Best Buy results, same-store sales weak; shares tumble

Comments (2)
ODM1972 wrote:

I find it strange that Amazon can have a $274 million quarterly loss and they seem to be the poster child for successful retail. Look at their revenue and then look at their profit. They are a mirror image of one another. Revenue for the first three quarters was up 25%, but profit was down 130% ($454 million profit to $137 million loss). Last year was not much better. Revenue was up 36% YoY, but profit was down 45%. That has been a common trend for Amazon over the last few years. How long can they last if that trend continues? Yes, Amazon had a goodwill impairment charge that added to the already poor numbers, but last year Best Buy had a $1.3 billion impairment charge to goodwill which added to the loss reported on their 10-K. (The goodwill charge and a $1.2 billion cash payment to buyout a profit sharing agreement were the main reasons for the FY 2012 loss, according to the data in the 10-K.)

I am not defending Best Buy’s dismal quarterly numbers and if they do not change direction soon they are in definite trouble, but Amazon’s numbers are not much better.

Also, please don’t quote people who are obviously out of touch with reality like Rakesh Agrawal from reDesign Mobile.

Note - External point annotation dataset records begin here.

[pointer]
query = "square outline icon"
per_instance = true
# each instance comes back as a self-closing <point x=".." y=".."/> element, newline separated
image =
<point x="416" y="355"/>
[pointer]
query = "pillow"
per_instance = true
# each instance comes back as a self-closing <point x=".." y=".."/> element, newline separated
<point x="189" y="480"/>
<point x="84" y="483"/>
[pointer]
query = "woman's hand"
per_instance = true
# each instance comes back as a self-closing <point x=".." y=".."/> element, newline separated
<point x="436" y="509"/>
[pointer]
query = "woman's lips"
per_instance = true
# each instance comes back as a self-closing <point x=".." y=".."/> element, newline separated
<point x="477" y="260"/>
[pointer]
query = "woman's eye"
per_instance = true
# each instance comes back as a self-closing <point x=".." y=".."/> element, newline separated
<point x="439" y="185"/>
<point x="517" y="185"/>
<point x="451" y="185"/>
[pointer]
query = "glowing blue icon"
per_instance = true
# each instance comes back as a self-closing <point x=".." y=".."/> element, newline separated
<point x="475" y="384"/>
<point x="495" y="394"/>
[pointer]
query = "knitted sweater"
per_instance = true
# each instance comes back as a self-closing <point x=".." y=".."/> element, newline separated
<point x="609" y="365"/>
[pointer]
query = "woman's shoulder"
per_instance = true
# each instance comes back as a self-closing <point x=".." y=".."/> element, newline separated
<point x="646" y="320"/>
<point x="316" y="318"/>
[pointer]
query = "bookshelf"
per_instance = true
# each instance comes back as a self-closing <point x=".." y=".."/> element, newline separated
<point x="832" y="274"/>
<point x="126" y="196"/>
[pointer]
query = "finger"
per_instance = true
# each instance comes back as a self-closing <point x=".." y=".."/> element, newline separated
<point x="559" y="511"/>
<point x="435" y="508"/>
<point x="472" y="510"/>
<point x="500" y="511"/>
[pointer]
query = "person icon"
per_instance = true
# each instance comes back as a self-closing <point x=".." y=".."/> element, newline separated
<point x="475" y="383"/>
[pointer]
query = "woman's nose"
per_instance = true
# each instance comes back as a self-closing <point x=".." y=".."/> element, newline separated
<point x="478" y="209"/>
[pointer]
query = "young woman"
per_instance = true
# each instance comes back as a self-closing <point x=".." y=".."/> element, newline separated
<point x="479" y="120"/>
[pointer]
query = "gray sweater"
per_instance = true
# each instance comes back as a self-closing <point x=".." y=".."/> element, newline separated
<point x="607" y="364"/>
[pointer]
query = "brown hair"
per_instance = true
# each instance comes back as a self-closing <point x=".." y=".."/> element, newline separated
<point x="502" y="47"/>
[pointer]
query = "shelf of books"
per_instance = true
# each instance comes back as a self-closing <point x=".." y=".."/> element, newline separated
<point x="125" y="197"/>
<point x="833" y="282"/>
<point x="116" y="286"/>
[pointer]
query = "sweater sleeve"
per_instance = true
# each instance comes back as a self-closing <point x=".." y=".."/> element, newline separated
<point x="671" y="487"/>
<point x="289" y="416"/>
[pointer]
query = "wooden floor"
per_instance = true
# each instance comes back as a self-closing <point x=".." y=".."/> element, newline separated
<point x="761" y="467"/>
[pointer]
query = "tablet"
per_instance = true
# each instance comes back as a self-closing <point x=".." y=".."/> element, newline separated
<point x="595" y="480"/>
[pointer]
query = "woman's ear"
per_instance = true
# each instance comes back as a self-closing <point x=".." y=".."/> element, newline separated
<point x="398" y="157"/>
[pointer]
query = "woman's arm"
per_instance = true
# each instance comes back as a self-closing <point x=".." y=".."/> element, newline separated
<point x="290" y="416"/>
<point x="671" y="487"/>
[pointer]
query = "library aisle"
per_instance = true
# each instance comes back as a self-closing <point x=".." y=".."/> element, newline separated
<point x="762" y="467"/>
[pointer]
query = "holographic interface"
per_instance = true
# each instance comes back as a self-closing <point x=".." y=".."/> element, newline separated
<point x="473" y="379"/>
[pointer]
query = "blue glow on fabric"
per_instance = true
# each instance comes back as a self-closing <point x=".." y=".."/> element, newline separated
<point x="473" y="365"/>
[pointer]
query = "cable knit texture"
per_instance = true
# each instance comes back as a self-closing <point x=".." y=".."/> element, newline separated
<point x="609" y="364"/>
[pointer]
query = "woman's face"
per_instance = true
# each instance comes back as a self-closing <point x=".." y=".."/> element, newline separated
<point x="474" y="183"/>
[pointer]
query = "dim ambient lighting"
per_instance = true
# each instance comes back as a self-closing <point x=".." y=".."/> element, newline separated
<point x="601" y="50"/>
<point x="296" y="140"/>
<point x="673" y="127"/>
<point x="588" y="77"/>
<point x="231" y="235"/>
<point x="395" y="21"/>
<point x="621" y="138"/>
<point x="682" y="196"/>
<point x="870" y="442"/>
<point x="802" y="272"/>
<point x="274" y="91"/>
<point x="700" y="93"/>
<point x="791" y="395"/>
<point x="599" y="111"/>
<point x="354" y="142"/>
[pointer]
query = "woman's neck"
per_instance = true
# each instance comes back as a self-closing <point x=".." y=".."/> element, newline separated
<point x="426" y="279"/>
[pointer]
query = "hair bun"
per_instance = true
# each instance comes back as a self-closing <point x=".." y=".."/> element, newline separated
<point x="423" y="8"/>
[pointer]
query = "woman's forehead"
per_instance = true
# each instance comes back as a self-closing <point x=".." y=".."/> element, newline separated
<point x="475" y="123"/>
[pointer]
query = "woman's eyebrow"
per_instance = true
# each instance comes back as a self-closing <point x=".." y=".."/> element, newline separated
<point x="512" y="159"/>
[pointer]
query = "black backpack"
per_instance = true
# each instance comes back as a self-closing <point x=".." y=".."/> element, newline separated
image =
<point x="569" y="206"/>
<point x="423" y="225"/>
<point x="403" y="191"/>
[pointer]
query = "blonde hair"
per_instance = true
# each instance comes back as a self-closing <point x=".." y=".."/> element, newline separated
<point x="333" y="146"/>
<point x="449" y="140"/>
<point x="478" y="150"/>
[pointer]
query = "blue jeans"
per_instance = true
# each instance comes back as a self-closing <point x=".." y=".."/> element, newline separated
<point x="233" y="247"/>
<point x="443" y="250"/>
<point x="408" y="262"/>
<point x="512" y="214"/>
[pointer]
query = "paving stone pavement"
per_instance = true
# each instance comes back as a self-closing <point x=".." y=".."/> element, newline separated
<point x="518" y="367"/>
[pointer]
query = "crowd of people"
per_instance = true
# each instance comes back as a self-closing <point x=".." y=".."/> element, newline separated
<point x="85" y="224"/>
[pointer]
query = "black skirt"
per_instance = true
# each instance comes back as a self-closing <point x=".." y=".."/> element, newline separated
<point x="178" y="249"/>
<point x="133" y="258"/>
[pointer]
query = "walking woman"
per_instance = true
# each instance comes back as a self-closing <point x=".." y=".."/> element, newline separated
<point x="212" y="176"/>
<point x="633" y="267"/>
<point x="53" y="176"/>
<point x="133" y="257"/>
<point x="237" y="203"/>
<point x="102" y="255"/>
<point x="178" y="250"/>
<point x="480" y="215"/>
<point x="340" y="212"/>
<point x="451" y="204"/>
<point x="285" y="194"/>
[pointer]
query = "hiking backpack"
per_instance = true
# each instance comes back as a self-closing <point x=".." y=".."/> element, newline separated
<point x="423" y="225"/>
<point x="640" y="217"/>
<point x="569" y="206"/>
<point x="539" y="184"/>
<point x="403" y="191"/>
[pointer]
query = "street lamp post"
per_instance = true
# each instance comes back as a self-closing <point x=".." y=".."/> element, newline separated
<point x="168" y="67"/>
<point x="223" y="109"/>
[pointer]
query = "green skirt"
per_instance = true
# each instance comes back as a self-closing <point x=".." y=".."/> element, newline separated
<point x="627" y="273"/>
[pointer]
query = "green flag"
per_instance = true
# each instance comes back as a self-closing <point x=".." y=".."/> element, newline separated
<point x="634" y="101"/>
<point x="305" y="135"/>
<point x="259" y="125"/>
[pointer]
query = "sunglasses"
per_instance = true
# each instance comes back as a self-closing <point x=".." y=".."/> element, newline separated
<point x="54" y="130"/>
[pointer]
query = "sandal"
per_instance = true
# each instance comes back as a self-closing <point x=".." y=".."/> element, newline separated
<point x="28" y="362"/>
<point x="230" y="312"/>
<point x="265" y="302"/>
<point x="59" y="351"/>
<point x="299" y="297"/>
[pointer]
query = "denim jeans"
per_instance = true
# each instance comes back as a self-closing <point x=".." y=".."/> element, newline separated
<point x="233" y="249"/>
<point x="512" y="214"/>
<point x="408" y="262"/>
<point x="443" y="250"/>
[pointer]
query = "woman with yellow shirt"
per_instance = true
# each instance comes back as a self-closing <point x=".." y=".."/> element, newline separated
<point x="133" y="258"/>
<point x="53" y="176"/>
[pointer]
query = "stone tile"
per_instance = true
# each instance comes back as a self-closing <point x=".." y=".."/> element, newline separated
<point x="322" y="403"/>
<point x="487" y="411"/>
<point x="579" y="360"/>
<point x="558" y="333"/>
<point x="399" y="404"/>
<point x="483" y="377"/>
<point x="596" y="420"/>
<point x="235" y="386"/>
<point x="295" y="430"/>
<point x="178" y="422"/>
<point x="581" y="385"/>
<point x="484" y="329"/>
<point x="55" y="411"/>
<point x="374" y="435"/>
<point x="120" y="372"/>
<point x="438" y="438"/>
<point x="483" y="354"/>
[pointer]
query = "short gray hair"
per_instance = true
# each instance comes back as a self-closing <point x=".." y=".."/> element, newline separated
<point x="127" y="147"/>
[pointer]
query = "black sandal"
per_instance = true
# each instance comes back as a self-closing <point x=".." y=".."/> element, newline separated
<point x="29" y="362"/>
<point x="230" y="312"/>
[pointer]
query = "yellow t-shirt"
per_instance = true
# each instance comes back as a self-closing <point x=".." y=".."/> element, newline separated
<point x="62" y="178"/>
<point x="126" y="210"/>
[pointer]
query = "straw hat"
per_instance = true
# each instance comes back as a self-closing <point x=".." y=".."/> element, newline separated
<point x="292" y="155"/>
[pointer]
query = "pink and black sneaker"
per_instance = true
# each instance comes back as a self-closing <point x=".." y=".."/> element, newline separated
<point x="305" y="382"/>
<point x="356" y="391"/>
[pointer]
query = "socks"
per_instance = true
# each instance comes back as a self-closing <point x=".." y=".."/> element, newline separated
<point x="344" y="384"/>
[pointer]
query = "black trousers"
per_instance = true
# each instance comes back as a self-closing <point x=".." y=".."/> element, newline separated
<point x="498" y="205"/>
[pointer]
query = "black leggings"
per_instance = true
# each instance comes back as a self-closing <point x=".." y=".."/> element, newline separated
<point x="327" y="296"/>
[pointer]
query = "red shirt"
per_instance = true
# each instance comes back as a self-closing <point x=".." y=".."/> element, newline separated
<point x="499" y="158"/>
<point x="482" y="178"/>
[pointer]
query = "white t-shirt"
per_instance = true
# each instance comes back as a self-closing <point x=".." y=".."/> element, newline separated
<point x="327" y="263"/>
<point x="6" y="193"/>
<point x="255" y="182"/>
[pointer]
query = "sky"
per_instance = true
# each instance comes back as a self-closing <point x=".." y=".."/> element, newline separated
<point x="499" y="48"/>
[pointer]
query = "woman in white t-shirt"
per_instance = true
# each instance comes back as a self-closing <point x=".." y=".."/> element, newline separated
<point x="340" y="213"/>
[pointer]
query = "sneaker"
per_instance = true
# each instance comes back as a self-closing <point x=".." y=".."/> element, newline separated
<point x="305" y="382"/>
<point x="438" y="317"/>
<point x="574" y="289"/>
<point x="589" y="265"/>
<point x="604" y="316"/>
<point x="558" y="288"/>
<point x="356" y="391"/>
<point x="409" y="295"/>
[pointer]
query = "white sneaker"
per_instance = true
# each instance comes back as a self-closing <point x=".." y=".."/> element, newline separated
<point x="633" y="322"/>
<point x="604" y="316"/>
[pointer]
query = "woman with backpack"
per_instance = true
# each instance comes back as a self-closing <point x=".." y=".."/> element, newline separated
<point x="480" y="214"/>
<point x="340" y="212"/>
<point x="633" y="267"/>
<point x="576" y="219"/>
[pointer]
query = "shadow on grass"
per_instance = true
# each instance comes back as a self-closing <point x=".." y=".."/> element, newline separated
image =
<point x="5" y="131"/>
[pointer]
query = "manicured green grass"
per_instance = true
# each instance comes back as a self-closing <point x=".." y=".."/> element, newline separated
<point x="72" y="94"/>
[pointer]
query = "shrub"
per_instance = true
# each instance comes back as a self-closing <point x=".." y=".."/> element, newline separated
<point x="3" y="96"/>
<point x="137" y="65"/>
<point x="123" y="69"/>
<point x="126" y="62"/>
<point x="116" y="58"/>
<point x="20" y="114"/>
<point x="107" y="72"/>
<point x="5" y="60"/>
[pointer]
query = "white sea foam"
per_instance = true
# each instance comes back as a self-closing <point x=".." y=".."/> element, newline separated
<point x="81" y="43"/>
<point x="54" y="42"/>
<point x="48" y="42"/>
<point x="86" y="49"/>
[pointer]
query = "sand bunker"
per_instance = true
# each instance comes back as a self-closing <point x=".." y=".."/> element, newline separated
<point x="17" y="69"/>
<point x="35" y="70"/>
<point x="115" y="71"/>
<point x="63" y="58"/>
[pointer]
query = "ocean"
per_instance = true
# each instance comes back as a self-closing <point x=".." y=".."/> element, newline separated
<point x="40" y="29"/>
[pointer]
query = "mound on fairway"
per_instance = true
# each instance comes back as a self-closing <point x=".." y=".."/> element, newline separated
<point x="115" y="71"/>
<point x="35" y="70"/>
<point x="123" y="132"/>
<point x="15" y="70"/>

I actually buy a lot of consumer electronics gear and have done for years. You cannot buy the exact same $80 cable online for $5. If you could, I would. That is the most ridiculous thing I have ever heard. It is kind of like saying – why spend $250,000 on a car at a dealership when you can get one online for $500? Oh, that’s right, they are two completely different products.

Nov 20, 2012 5:19pm EST  --  Report as abuse
NyukNyukNyuk wrote:

“Few people are going to be willing to pay $80 for a cable in-store when they know they can buy an equivalent product online for $5,”

I’m not sure the cable example is indicative of all of Best Buy’s products, but it’s one I’m familiar with. Their cable prices seem similar to Office Depot and Officemax, but are high compared with some other retailers. The $20 Ethernet cable at Best Buy might be marginally better than the $7 cables I buy at Menards down the street, but the $7 cable is good enough and is CAT-6 compliant. That’s all I need. Likewise for HDMI and other cables I buy regularly for work. Heck, even Radio Shack will save you a bundle over Best Buy. Point is, you don’t need to compare Best Buy to the cheap online cables, you can still do much better shopping their competitors.

Another issue is product selection and obsolescence. This is a problem with all retail stores, not just Best Buy. You go in to a store and see a product you like, then go to the manufacturer’s web site, only to find that the product in the store is an old model they’re trying to get rid of, at regular price to boot. I’ve had that happen many times. For some products, it’s just a small incremental improvement in the new model, but in other fast-changing technologies, like SSD drives, you may find a vast selection of newer, better technology online than you’ll find in the store. I don’t know what the answer to this problem is, but it’s a problem that all retailers have to address.